Let's now create a Logistic Regression Model

In [205]:
from sklearn.linear_model import LogisticRegression

model = LogisticRegression()
model.fit(X_train_vec, y_train);

Score it against the training data:

In [206]:
model.score(X_train_vec, y_train)

0.8036649214659686

Now use it to predict and score it against the test data

In [207]:
preds = model.predict(X_test_vec)
model.score(X_test_vec, y_test)

0.40625

What do the results above tell you about the model?

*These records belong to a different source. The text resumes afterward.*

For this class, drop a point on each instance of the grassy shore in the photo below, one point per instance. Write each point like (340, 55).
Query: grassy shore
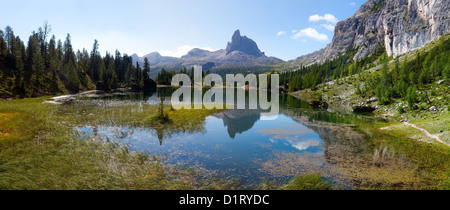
(39, 150)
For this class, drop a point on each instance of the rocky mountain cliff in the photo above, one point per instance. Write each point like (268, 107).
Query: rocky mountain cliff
(240, 52)
(243, 44)
(400, 26)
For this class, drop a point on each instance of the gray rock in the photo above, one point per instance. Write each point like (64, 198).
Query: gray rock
(401, 26)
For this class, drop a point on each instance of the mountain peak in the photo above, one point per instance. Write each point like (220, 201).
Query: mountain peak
(243, 44)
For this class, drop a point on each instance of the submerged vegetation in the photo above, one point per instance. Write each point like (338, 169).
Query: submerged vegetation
(41, 151)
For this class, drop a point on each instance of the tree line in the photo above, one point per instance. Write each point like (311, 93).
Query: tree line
(48, 66)
(398, 81)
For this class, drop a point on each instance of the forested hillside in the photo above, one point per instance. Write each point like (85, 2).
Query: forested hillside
(398, 81)
(44, 65)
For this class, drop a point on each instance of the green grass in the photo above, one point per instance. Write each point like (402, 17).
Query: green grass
(39, 150)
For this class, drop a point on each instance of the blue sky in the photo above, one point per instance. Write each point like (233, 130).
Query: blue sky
(282, 28)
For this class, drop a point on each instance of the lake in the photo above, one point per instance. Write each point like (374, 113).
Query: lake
(239, 144)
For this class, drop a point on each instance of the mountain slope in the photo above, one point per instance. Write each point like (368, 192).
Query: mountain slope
(240, 52)
(400, 26)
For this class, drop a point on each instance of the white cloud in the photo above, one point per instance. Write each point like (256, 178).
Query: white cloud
(311, 33)
(281, 33)
(327, 17)
(328, 26)
(182, 50)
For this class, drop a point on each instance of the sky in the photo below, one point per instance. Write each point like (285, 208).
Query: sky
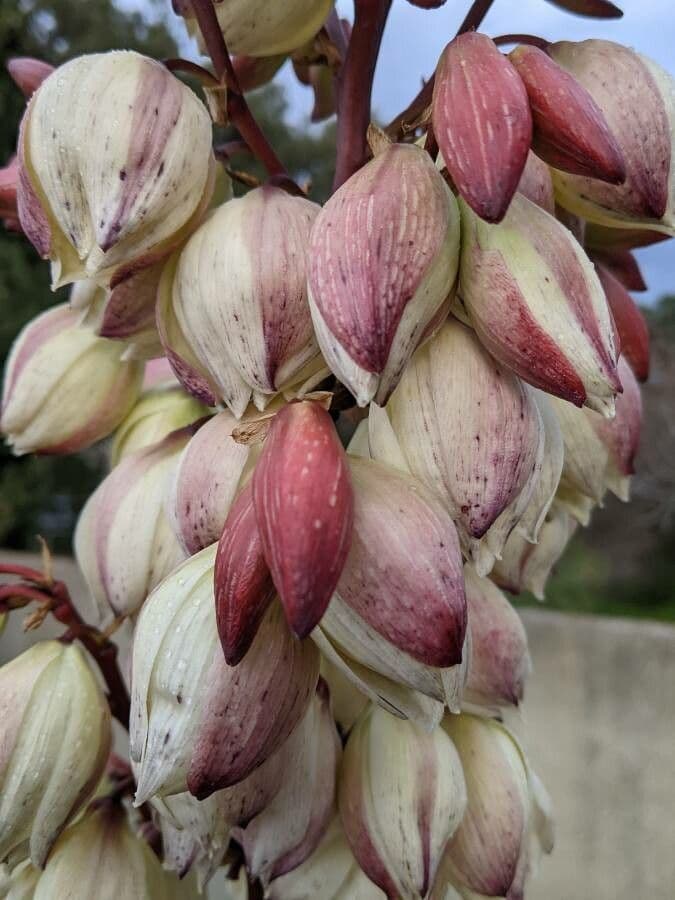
(415, 37)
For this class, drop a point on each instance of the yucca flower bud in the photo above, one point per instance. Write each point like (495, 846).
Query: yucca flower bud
(500, 660)
(210, 472)
(100, 856)
(196, 722)
(331, 872)
(482, 122)
(55, 743)
(527, 567)
(536, 183)
(600, 453)
(232, 306)
(401, 798)
(158, 412)
(469, 429)
(28, 73)
(124, 543)
(9, 182)
(382, 268)
(111, 177)
(304, 507)
(64, 388)
(570, 131)
(258, 28)
(484, 856)
(287, 831)
(630, 323)
(636, 98)
(537, 305)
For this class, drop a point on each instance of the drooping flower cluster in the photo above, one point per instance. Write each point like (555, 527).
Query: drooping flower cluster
(323, 657)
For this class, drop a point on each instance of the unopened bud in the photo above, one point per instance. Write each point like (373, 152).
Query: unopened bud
(570, 131)
(65, 388)
(636, 98)
(256, 28)
(500, 661)
(233, 305)
(55, 743)
(630, 324)
(382, 268)
(401, 789)
(196, 722)
(482, 123)
(449, 422)
(104, 143)
(537, 305)
(158, 412)
(124, 543)
(304, 506)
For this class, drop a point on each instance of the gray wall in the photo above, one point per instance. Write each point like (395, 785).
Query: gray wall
(600, 725)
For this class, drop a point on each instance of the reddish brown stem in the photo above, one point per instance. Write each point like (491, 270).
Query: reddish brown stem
(398, 126)
(237, 108)
(356, 86)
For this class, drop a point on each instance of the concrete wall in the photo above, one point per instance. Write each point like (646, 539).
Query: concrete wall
(600, 724)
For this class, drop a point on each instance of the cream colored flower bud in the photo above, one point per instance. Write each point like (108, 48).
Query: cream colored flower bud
(527, 567)
(537, 304)
(401, 798)
(233, 307)
(285, 833)
(101, 857)
(261, 28)
(54, 746)
(64, 388)
(196, 722)
(115, 162)
(331, 872)
(500, 660)
(382, 268)
(210, 472)
(158, 412)
(637, 98)
(124, 543)
(485, 854)
(471, 431)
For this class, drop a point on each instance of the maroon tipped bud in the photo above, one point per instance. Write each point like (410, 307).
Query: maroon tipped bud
(623, 266)
(304, 505)
(594, 9)
(28, 73)
(570, 131)
(629, 321)
(482, 122)
(242, 580)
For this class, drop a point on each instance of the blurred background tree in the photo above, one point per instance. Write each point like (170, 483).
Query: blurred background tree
(623, 564)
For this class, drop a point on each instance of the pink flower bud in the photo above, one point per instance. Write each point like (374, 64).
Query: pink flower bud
(209, 474)
(243, 583)
(482, 123)
(304, 505)
(28, 73)
(537, 305)
(635, 97)
(500, 661)
(630, 323)
(382, 267)
(64, 388)
(232, 308)
(570, 131)
(287, 831)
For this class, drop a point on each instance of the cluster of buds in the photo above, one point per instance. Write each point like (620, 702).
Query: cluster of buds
(323, 656)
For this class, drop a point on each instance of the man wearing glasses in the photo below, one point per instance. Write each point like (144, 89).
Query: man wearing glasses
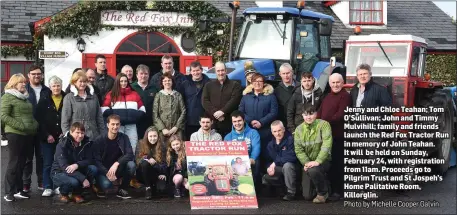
(36, 91)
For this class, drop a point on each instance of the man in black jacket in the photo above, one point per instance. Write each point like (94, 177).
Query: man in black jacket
(285, 90)
(73, 167)
(103, 81)
(114, 159)
(167, 66)
(37, 92)
(367, 93)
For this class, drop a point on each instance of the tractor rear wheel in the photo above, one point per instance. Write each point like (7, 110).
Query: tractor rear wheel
(443, 146)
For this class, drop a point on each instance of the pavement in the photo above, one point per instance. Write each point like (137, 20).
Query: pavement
(442, 192)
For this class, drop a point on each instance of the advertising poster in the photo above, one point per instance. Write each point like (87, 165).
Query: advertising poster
(220, 175)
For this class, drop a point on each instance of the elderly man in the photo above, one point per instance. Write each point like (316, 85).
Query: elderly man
(283, 168)
(220, 98)
(285, 90)
(128, 71)
(313, 145)
(167, 66)
(332, 111)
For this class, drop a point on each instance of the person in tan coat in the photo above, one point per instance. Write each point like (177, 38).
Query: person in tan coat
(169, 111)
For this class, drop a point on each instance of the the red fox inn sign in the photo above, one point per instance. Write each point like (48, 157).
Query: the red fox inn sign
(145, 18)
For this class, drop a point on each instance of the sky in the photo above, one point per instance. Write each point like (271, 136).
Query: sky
(448, 7)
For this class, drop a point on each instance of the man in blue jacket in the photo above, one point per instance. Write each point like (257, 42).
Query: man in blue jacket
(282, 152)
(114, 159)
(242, 132)
(192, 89)
(73, 169)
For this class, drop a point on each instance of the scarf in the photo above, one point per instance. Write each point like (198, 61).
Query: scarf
(18, 94)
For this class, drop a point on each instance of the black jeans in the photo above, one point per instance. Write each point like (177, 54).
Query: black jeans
(19, 149)
(150, 175)
(337, 169)
(28, 169)
(318, 177)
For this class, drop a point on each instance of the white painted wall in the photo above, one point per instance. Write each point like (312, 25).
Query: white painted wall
(341, 9)
(268, 3)
(104, 43)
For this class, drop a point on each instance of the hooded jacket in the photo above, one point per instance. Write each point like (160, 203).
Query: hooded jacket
(283, 95)
(250, 136)
(67, 153)
(99, 151)
(313, 142)
(192, 95)
(17, 113)
(300, 99)
(128, 106)
(87, 111)
(199, 136)
(284, 152)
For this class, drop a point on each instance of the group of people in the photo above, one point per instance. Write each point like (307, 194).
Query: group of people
(89, 133)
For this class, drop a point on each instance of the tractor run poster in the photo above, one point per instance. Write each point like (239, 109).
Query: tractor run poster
(220, 175)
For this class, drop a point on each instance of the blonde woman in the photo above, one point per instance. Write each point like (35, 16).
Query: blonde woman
(20, 126)
(81, 105)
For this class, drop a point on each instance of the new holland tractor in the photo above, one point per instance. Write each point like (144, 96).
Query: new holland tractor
(271, 36)
(398, 62)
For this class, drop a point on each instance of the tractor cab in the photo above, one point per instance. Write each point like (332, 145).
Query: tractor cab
(397, 62)
(271, 36)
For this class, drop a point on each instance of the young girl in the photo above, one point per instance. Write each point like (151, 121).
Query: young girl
(177, 165)
(151, 163)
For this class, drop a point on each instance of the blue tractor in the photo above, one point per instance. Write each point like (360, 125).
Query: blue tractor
(271, 36)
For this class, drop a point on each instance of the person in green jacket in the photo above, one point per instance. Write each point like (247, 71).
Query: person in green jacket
(20, 126)
(313, 146)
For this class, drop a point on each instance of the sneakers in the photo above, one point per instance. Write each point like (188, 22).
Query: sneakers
(99, 192)
(289, 197)
(47, 193)
(123, 194)
(148, 193)
(320, 199)
(57, 191)
(78, 199)
(64, 198)
(177, 193)
(9, 198)
(21, 195)
(135, 183)
(26, 188)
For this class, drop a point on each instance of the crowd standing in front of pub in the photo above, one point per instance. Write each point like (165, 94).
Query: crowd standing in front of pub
(104, 131)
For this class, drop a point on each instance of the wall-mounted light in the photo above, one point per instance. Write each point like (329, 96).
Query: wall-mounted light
(81, 44)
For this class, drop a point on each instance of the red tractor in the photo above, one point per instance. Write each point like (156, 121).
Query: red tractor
(398, 62)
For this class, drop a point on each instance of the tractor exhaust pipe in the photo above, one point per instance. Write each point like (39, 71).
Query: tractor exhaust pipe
(234, 5)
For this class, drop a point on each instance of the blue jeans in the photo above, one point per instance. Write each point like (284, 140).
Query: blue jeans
(47, 150)
(69, 184)
(130, 131)
(125, 171)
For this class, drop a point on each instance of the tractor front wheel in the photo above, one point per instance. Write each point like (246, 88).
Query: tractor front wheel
(443, 146)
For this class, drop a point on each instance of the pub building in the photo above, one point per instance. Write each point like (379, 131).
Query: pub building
(126, 45)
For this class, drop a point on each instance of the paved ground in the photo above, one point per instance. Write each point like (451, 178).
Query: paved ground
(443, 192)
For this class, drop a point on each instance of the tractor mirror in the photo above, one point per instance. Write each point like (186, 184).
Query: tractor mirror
(203, 23)
(325, 27)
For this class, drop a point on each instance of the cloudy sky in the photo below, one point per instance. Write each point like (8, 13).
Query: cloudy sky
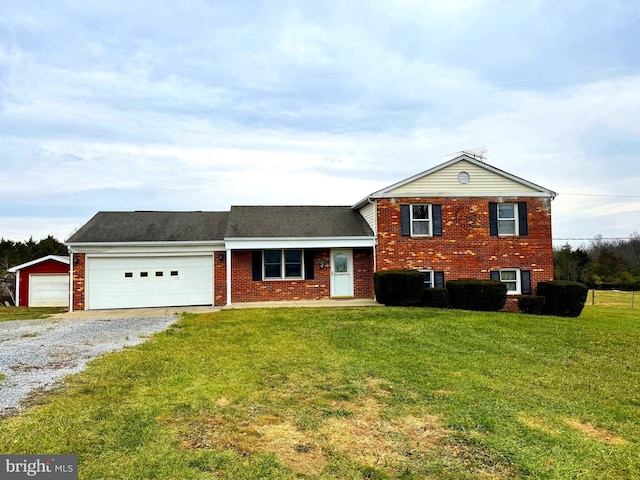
(199, 105)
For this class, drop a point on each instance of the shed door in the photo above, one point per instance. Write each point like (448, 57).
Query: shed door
(48, 290)
(138, 282)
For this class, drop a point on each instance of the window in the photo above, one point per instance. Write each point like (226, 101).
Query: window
(512, 279)
(518, 281)
(507, 219)
(432, 278)
(428, 278)
(420, 220)
(283, 264)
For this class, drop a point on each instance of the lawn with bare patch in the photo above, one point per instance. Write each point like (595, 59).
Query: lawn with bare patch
(352, 394)
(28, 313)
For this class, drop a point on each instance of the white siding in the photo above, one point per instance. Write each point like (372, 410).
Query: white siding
(369, 214)
(445, 183)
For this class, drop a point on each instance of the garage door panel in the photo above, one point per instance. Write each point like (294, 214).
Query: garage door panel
(129, 282)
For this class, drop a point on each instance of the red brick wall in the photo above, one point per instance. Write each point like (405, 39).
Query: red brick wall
(78, 272)
(245, 289)
(465, 249)
(220, 279)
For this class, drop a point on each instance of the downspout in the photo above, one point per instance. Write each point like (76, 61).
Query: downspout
(375, 233)
(16, 300)
(71, 275)
(228, 255)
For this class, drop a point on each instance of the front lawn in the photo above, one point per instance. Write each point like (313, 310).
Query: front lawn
(354, 393)
(28, 313)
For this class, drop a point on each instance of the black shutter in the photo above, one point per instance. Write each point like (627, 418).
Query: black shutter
(405, 220)
(309, 256)
(525, 279)
(493, 219)
(256, 265)
(523, 228)
(436, 210)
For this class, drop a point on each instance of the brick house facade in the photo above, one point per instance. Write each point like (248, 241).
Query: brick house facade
(460, 219)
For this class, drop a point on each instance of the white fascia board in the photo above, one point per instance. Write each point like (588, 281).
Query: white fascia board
(141, 248)
(56, 258)
(492, 194)
(315, 243)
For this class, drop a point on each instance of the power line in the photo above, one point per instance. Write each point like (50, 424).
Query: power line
(598, 195)
(598, 238)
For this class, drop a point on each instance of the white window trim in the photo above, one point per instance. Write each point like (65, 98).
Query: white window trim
(433, 280)
(515, 219)
(430, 221)
(518, 280)
(282, 266)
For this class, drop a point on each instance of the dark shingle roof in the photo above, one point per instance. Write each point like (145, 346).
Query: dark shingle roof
(152, 227)
(296, 222)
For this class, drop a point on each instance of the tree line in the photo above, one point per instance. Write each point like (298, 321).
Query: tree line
(602, 264)
(16, 253)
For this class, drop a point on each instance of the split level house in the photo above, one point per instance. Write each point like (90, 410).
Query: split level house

- A Logistic Regression Model (with Regularization) does not really work well for the problem of accurately predicting user ratings.
- Overfitting can be seen.
- Rationale: linear models might not be geometrically complex enough to separate the classes based on textual information.
- Vectorizing int Tf-idf is a simplistic approach, which fails to capture contexts of words. Perhaps more complex transformers such as word embeddings can capture the nuances of the dataset better.

A proxy can be as such, instead of predicting the actual rating we can say that a prediction does well if it comes within a difference of one star:

In [209]:
np.mean(np.abs(y_test.values - preds)<2)

0.8020833333333334

The result above tells us that while the model might be terrible in predicting the actual ratings of users. It does capture the essence of what the user feels based on the comments.